AS before, let’s fit the model using MCMC:

[11]:
mcmc_cuped = MCMC(
    sampler=NUTS(cuped_model),
    num_warmup=1_000,
    num_samples=2_000,
    num_chains=4,
)
rng_key, rng_subkey = random.split(rng_key)
mcmc_cuped.run(rng_subkey, revenue1, ad_campaign, revenue0)
idata_cuped = az.from_numpyro(mcmc_cuped)

Let’s look into the posterior distribution of the CUPED effect estimate:

[12]:
fig, ax = plt.subplots()
az.plot_posterior(
    idata_cuped, var_names=["beta_cuped"], ref_val=difference_in_means, ax=ax
)
ax.set_title(r"Posterior distribution of $\beta_{\text{cuped}}$");
../_images/tutorials_bayesian_cuped_25_0.png
[13]:
print(f"std: {idata_cuped['posterior']['beta_cuped'].std().item():.3f}")
std: 0.219

As expected, the posterior distribution of the CUPED effect estimate is narrower than the one of the simple difference in means.

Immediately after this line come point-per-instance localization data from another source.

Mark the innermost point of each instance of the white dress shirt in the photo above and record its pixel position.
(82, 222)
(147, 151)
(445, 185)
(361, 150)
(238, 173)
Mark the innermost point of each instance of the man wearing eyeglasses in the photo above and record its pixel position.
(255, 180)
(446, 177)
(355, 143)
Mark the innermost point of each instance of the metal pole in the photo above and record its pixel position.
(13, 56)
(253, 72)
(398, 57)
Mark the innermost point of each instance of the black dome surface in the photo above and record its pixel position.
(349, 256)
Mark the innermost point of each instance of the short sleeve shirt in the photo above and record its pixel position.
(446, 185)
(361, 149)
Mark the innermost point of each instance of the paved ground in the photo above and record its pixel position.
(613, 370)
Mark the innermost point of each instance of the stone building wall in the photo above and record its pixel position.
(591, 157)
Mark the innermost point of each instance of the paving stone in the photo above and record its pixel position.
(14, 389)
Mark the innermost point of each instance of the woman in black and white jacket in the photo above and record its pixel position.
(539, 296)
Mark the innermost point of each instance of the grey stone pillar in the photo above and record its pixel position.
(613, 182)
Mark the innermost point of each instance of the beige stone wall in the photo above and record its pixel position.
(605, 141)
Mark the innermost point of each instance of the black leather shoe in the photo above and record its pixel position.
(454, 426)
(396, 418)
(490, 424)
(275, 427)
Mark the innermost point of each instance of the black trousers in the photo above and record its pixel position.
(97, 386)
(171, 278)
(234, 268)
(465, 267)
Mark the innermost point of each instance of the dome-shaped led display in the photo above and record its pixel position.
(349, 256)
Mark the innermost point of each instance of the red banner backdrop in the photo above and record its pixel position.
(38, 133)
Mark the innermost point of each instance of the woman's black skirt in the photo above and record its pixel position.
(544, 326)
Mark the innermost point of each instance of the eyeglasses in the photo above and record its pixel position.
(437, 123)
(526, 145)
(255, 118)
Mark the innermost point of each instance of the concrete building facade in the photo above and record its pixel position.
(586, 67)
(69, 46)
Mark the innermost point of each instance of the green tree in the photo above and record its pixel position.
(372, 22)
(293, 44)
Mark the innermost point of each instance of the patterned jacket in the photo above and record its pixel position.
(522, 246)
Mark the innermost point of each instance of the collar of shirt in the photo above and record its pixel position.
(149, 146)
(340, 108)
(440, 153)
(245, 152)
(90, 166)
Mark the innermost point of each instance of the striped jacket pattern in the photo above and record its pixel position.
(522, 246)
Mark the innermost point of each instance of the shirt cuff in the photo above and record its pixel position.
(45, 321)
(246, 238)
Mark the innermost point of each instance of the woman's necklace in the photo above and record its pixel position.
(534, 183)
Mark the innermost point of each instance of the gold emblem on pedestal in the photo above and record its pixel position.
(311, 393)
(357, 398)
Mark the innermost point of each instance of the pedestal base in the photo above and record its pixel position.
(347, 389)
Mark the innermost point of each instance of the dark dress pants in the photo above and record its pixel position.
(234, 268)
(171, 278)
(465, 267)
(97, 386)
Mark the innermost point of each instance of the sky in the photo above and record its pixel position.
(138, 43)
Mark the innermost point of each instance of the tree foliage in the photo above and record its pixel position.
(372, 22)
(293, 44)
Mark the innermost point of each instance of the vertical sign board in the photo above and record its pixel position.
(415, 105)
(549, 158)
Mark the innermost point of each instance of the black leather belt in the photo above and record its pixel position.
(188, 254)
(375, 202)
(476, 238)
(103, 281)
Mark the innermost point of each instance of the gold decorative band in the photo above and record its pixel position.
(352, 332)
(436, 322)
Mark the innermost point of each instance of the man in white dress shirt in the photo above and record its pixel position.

Finally, let’s compare the posterior distributions of the difference in means and the CUPED effect estimate against the point estimate of the difference in means.

[14]:
fig, ax = plt.subplots(
    nrows=2,
    ncols=1,
    figsize=(10, 7),
    sharex=True,
    sharey=True,
    layout="constrained",
)

az.plot_posterior(
    idata_difference_in_means, var_names=["beta"], ref_val=difference_in_means, ax=ax[0]
)
ax[0].axvline(2, color="k", linestyle="--", alpha=0.5, label="True Effect")
ax[0].legend()
ax[0].set_title(
    f"""Difference in means
    std: {idata_difference_in_means["posterior"]["beta"].std().item():.4f}"""
)

az.plot_posterior(
    idata_cuped, var_names=["beta_cuped"], ref_val=difference_in_means, ax=ax[1]
)
ax[1].axvline(2, color="k", linestyle="--", alpha=0.5, label="True Effect")
ax[1].legend()
ax[1].set_title(
    f"CUPED\n std: {idata_cuped['posterior']['beta_cuped'].std().item():.4f}"
)

fig.suptitle("Model Comparison", fontsize=18, fontweight="bold");
../_images/tutorials_bayesian_cuped_29_0.png

Here we have a clear visual evidence of the variance reduction by the CUPED model.